また数ヶ月たつと、勧誘を受ける。私は、そのたびに何か理由をつけて、カカシからダンゾウ様を遠ざけていた。
「じゃあ次は…サスケくんを狙ってるってこと?」
「ま、分からないけどね。だからさっき根の忍に、『上に言っとけ』って忠告したでしょ。3代目はどうかな、知らないかもな」
カカシは
サスケを見下ろす。
「とりあえずお前は病院だろ。帰れ」
「オレは問題ない」
「あのねサスケ。お前が抜け出して、木ノ葉病院は大騒ぎになってんの。
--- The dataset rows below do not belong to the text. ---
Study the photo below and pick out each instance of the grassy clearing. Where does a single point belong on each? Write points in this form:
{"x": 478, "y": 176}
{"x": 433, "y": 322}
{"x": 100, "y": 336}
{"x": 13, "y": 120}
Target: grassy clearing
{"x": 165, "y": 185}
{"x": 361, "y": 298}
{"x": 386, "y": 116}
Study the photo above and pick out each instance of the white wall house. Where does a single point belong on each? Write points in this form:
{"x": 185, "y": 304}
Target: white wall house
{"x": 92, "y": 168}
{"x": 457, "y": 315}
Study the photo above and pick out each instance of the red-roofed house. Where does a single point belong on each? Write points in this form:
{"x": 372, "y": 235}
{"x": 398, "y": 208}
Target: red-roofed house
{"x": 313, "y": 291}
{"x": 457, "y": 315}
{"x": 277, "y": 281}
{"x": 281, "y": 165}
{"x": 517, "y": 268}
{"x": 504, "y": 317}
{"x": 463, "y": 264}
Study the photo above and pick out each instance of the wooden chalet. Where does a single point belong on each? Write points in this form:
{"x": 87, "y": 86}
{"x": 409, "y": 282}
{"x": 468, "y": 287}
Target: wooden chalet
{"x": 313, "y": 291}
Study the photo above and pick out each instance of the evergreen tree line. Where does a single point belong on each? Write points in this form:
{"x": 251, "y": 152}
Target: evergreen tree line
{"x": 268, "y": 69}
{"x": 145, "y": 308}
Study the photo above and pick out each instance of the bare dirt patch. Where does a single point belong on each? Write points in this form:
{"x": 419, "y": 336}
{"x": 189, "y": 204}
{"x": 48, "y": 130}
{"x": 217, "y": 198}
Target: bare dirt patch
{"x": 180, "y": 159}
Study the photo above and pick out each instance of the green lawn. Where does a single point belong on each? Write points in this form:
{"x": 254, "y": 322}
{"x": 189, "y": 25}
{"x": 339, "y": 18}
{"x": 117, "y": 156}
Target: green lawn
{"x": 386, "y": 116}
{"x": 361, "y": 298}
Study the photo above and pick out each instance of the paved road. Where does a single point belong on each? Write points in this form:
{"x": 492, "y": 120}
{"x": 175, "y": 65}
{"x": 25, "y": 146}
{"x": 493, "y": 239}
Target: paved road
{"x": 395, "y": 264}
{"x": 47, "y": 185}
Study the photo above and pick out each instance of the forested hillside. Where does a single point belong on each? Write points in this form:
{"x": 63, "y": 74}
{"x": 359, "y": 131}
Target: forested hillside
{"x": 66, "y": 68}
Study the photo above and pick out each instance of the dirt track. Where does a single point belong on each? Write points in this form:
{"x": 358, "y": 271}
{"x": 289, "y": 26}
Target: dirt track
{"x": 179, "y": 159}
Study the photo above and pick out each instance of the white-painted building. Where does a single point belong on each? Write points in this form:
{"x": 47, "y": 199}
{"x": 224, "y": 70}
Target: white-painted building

大人しく寝とけ」
「オレは…ひとりで帰れる」
「なーに言ってんの。コートの中はパジャマ姿でしょうが。寒いだろ。ほら乗れ」
屈んだカカシに、
小さなサスケくんは戸惑う。
「い、いらねぇよ。歩いて帰る」
「あー、もう早くしなさいよ。荷物みたいに担がれて良いわけ?」
「……ちっ」
舌打ちしたサスケくんは、しぶしぶ背中乗っておんぶされた。小さな子供をおんぶするカカシ。すこし新鮮かも。
「しっかり掴まれよ」
そのまま軽々と
カカシは立ち上がる。
「テンゾウ、じゃー演習の途中だったな。それ続きを終わらせたら、今日は解散でいいよ。コイツは送って行くわ」
「ハイ!」
「あ、私も一緒に行くよ」
と喋ると、
カカシは細い目を向ける。
「当たり前でしょ。勝手に病人を抜け出させたーって、3代目がカンカンなんだからね」
「え…」
私は身体を硬直させた。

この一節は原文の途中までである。